Das war, im Vergleich zu Vampiren, kein wirkliches Alter. Kein Wunder, dass Chiana so auf die hundert Jahre reagiert hatte. Für sie war das immerhin ein recht großer Teil ihrer Lebensspanne.

Aber wenn man die Meerjungfrauen und Sirenen betrachtete, war es eigentlich ein ziemlich hohes Alter.

»Vielen Dank für die Antwort«, murmelte Lilitha und steckte die letzten Strähnen fest.

Chiana lächelte sanft und nickte ihrer Kammerzofe dankend zu, als sich diese zu ihr umdrehte und aufstand, damit Lilitha sie einkleiden konnte.

»Nicht sonderlich viel im Gegensatz zu einem Vampir, ich weiß. Womöglich hat der Highlord deswegen kein Interesse an mir. Weil unsere Beziehung nicht lange halten würde«, dachte sie laut.




»Nein, das glaube ich nicht. Mir schien der Highlord niemand zu sein, der auf so etwas achtet«, murmelte Lilitha, während sie Chiana den Morgenmantel auszog und sie in die restlichen Kleider hüllte.

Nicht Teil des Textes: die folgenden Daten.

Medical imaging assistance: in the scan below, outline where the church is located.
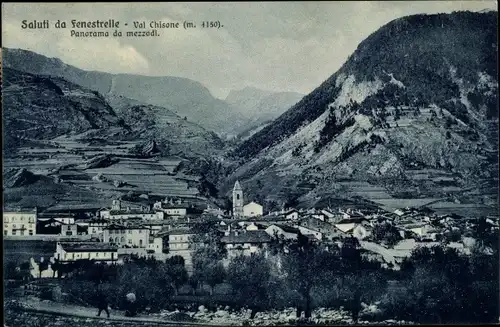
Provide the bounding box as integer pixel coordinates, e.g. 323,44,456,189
233,181,264,218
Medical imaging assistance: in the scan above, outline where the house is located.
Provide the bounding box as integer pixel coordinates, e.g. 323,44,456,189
221,230,272,258
163,228,196,275
203,205,226,216
243,201,264,217
100,210,164,220
294,225,323,241
351,224,373,240
54,242,118,263
394,209,405,217
153,201,188,219
147,235,163,254
103,223,150,248
295,216,343,240
285,209,300,220
399,222,435,237
266,224,300,240
3,208,37,236
312,209,338,222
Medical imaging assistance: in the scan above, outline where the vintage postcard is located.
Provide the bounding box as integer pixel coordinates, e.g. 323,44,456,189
1,1,500,327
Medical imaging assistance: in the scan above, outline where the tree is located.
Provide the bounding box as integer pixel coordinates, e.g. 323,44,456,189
204,262,226,295
158,258,188,295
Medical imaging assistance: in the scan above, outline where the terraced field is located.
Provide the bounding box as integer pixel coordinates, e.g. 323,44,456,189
4,133,203,208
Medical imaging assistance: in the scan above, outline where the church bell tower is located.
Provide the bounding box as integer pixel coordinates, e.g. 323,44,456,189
233,181,243,218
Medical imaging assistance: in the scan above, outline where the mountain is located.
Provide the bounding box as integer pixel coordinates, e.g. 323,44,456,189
2,67,127,154
225,12,498,213
2,48,237,134
106,95,224,158
225,87,304,139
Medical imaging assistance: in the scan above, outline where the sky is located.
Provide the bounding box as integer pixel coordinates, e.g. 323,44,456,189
2,0,497,99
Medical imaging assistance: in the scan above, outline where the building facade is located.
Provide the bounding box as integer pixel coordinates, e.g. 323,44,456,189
243,202,264,217
167,229,199,275
103,224,150,248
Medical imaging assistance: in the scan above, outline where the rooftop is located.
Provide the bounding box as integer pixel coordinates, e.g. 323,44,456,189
60,242,118,252
165,228,195,235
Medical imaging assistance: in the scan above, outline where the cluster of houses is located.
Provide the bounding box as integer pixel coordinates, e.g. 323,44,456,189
3,182,499,274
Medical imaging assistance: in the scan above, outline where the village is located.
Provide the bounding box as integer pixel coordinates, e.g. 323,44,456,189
3,181,499,278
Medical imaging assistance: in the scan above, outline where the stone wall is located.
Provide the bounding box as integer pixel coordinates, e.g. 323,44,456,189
4,309,177,327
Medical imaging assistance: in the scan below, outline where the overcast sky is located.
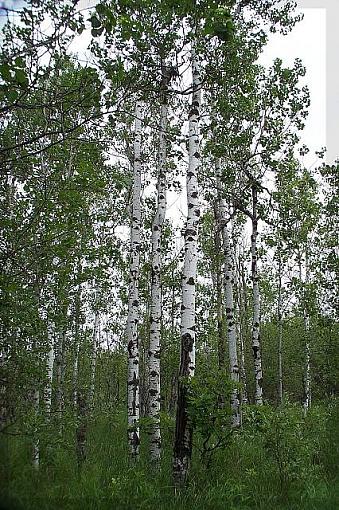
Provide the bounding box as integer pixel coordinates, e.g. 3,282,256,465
0,0,332,166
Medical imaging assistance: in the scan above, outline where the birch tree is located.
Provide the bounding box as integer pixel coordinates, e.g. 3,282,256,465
148,64,171,464
127,101,142,458
216,162,240,427
173,47,201,486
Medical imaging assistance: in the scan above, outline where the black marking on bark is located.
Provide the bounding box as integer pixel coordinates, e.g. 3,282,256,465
252,345,260,359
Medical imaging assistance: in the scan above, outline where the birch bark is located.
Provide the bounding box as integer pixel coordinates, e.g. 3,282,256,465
148,66,171,464
277,242,283,404
216,162,240,427
88,309,100,413
45,323,54,418
173,48,201,486
299,246,311,414
251,184,263,405
127,102,142,458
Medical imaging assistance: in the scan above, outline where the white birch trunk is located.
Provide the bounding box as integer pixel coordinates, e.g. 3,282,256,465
216,162,240,427
278,243,283,404
148,67,169,464
54,330,66,434
127,102,142,458
45,324,54,418
88,310,100,413
236,250,248,404
173,48,201,485
32,389,40,470
251,184,263,405
299,251,311,414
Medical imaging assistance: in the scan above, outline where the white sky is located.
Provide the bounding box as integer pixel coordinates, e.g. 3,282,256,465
259,6,326,166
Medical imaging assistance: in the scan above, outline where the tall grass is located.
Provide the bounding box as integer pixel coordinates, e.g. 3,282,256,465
0,405,339,510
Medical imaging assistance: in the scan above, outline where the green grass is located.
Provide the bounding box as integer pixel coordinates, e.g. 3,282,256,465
0,407,339,510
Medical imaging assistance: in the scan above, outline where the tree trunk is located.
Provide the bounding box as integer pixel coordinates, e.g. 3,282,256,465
173,49,201,486
251,184,263,405
212,202,226,368
278,243,283,405
299,247,311,414
54,330,66,434
148,66,171,465
32,389,40,469
216,162,240,427
45,323,54,418
88,305,100,414
237,251,248,404
127,102,142,458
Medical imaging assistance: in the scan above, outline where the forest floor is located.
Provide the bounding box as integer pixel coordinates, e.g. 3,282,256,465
0,403,339,510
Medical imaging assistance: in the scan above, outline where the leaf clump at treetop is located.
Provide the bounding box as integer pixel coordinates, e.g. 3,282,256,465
0,0,339,510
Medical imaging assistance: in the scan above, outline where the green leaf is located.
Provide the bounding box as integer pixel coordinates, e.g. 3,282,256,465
91,16,101,29
0,64,12,81
14,57,25,67
14,69,28,87
91,27,104,37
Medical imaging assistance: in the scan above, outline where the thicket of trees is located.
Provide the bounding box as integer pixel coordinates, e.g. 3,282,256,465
0,0,339,509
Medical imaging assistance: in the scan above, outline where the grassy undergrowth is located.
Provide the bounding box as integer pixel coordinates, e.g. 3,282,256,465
0,405,339,510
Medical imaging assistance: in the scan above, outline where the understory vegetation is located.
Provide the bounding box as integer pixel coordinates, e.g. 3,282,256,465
0,0,339,510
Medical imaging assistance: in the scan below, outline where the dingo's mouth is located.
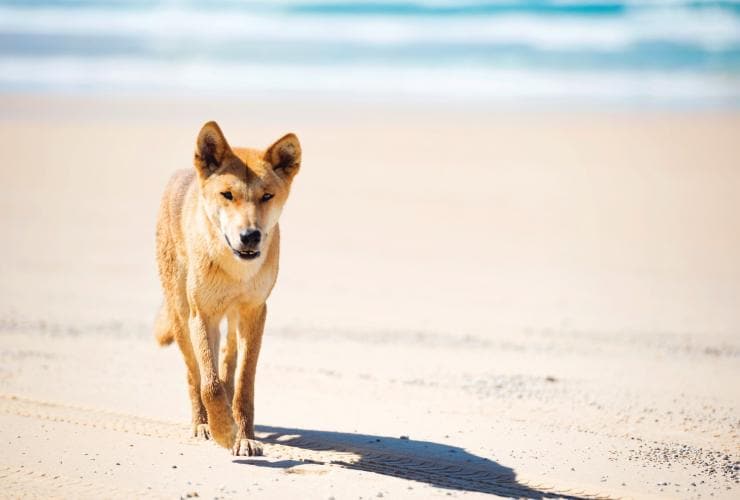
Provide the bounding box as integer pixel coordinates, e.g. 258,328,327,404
237,248,260,260
224,235,261,260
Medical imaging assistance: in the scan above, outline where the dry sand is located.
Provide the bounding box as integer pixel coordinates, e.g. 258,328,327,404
0,96,740,499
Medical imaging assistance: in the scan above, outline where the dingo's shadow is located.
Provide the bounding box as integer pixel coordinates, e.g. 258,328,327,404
234,426,583,498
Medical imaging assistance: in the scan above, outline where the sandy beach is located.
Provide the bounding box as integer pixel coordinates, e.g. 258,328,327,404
0,94,740,500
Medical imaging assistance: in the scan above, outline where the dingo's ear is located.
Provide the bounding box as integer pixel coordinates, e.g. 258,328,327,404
194,122,231,178
265,133,301,179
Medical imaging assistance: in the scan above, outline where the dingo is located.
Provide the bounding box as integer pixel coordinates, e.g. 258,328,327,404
154,122,301,455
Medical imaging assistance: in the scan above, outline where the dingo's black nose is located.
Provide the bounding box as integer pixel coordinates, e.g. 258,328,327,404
239,229,262,246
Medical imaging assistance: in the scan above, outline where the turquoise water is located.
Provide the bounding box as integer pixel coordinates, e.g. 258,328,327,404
0,0,740,106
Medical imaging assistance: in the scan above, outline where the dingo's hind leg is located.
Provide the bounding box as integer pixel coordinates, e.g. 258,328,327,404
154,304,175,347
218,311,239,401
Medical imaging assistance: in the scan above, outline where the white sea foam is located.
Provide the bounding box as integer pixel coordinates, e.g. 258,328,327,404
0,58,740,105
0,5,740,50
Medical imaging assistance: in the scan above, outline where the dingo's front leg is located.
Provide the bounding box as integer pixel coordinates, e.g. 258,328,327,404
188,312,236,448
233,304,267,455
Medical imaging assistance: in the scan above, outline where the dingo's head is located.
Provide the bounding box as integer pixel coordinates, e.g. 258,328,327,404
195,122,301,260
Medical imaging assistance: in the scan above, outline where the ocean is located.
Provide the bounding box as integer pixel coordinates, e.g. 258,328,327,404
0,0,740,108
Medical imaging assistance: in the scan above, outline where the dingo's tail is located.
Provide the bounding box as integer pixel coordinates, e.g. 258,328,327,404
154,304,175,347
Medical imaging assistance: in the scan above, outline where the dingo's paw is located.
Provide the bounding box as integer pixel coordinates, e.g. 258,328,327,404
231,439,262,457
193,424,211,441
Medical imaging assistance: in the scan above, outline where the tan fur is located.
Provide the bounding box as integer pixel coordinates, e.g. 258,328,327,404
154,122,301,455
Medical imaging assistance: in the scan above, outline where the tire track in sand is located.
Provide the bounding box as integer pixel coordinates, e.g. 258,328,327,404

Die Haremsdame lächelte ein wenig traurig und hob kurz die Arme, damit Lilitha ihr das Kleid hochziehen konnte.

»Vielleicht nicht. Aber wenn man heiratet, will man sicherlich längere Zeit mit jemandem verbringen, als nur ein paar Jahrhunderte«, sagte diese traurig und steckte ihre Arme durch die Träger, die Lilitha ihr entgegenhielt.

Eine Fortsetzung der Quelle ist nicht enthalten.